As planning is well and truly underway for the 2020 election, the Real Estate Institute of New Zealand (REINZ) is today calling on the Government to formally review the need to regulate the property management industry, including public consultation, and to announce its recommendations for reform before the 2020 election.
This is particularly important as New Zealand is one of the few countries in the OECD that does not regulate its property managers. This lack of regulation has a negative impact on tenants and landlords who are reporting bad experiences due to property managers acting unprofessionally and not being held accountable for their actions. It also jeopardises the reputation of good property managers who are doing a great job in the industry.
Bindi Norwell, Chief Executive at REINZ says: “REINZ is supported by 40 organisations around the country to call on the Government to formally review the need to regulate the property management industry, including public consultation, and to announce its recommendations for reform before the 2020 election.
“This is in order to provide more transparency and protections across the industry and help to safeguard some of our most vulnerable members of the community,” she continues.
“REINZ is committed to raising standards across the real estate industry for the benefit of consumers which is why today REINZ has launched A Call for Change: Better Property Management, whereby we’re asking people to visit the website www.acallforchange.co.nz and share their stories,” continues Norwell.
“We strongly believe regulation is required to create an industry where all property managers operate ethically and with honesty and transparency, where tenants are looked after, and where landlord’s assets are protected. We also believe that minimum education standards should be a pre-requisite to working in the industry and that property managers should hold all client money in a trust account in order to protect both tenants and landlords,” says Norwell.

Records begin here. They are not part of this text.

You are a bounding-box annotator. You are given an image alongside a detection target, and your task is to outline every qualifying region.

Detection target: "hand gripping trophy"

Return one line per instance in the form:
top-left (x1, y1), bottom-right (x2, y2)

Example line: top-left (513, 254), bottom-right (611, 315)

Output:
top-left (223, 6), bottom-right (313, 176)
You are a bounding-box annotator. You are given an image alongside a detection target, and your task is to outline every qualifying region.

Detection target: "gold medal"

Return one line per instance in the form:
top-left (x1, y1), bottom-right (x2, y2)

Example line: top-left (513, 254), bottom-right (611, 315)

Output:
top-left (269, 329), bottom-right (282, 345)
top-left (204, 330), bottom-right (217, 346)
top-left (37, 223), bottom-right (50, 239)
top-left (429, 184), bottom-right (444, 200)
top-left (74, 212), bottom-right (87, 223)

However, commitment from the Government to formally review the need for property management regulation is needed to achieve real success.
“It must be remembered that property managers are the gatekeepers of housing for many of New Zealand’s most vulnerable residents. As a result of the lack of controls currently in place, many tenants feel reluctant to complain to, or about, their property manager for fear of losing their homes or jeopardising their ability to rent houses in future,” concludes Norwell.